1 in 3 people born in the UK today will be diagnosed with dementia in their lifetime
1.6 million people are expected to be living with dementia in 2040
Dementia is the UK's biggest health and social care crisis

Our pioneering research programme works in collaboration with scientists and people affected by dementia to ensure the research we fund addresses the greatest challenges in dementia research.

At Alzheimer’s Society we are committed to investing in the future. We are actively helping early career dementia researchers thrive, and we have an outstanding track record of supporting them at critical points of their career. We want to recruit the best researchers into the field of dementia research and support them to become world leading scientists.  

What has Alzheimer's Society research already achieved?

In 1989, we funded research led by Professor Sir John Hardy which found a gene mutation behind a genetic form of Alzheimer's disease. This discovery led to the proposal of the Amyloid Cascade Hypothesis, which has dominated the field of Alzheimer's disease research and led to billions of pounds of investment into clinical trials.

In the early 1990s, we funded Professor Nick Fox - then a research fellow - who carried out work on the detection of Alzheimer's disease in individuals at risk.

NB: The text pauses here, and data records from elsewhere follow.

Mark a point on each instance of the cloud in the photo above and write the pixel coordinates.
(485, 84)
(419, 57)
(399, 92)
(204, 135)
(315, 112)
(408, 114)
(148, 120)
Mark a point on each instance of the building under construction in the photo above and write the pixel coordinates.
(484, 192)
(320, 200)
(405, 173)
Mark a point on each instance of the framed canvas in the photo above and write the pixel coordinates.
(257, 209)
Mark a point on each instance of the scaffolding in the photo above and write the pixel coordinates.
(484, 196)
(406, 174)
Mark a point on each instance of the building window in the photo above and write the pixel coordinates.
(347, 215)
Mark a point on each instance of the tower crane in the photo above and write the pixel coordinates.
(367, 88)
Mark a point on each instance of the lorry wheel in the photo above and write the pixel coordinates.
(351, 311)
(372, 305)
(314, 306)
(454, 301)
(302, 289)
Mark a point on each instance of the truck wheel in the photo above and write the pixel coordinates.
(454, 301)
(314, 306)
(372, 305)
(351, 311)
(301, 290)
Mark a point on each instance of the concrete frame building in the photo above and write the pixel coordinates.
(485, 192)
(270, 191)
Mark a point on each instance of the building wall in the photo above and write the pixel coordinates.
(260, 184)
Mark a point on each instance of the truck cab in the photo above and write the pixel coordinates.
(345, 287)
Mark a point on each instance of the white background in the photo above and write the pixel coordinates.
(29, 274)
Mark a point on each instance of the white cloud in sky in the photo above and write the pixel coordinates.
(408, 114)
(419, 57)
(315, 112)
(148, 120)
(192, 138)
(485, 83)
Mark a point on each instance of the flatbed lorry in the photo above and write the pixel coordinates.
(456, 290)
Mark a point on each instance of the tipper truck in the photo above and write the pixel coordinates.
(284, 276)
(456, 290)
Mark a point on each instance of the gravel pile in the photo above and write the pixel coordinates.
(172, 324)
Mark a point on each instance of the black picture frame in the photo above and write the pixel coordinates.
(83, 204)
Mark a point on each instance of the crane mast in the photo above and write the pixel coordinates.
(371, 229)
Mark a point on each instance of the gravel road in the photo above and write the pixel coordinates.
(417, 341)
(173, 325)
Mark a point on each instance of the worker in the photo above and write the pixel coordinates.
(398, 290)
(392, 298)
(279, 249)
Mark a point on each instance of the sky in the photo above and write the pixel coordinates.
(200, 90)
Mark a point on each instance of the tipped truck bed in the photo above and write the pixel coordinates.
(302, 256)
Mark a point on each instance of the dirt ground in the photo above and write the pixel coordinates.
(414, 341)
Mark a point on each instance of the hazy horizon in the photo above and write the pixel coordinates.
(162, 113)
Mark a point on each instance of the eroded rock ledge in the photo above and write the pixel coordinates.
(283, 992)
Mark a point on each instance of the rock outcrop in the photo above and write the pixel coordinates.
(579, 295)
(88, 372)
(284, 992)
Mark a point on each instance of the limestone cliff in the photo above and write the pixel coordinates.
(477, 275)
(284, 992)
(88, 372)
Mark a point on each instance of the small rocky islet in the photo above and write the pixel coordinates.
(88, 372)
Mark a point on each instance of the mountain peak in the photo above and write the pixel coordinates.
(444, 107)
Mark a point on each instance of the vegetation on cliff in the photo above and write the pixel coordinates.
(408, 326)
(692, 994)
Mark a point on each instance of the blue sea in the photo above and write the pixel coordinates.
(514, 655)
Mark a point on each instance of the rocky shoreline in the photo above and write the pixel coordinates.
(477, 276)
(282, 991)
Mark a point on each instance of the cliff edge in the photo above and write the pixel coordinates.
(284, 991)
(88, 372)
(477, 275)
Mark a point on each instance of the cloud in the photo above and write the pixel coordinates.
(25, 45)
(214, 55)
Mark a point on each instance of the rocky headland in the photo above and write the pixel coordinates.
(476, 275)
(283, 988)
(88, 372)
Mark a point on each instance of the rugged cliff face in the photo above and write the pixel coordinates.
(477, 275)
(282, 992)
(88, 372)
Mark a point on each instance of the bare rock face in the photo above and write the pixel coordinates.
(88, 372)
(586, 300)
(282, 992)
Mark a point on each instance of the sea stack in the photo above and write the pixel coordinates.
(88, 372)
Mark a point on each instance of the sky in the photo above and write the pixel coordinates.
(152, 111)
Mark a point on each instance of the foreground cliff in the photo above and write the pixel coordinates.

Professor Fox found changes in the brain's of people who went on to develop a rare genetic form of Alzheimer's disease several years before symptoms appear, redefining when the diseases which cause dementia start and shifting when we can try treating these conditions.

In the late 2000's, we part-funded a research trial called DOMINO-AD to investigate if symptom-management medication for Alzheimer's disease was beneficial for those in the later stages of the disease. The results of the trial led to changes in the prescription guidelines to give all people with Alzheimer's disease access to these treatments and allowing them to spend more time at home with their loved ones.

In the past, the prescription of antipsychotics to control symptoms like aggression and agitation in people with advanced dementia was widespread – by the mid-2000s, 25% of those living with dementia were taking these powerful drugs. However, there was growing concern that these drugs were doing harm and shortening the lives of people with dementia.

Alzheimer's Society funded researchers to find alternative ways using person centred care to help manage these symptoms without the need for antipsychotic drugs. Thanks to a campaign effort, the prescription of antipsychotic medication was greatly reduced, giving families more precious time with their loved ones.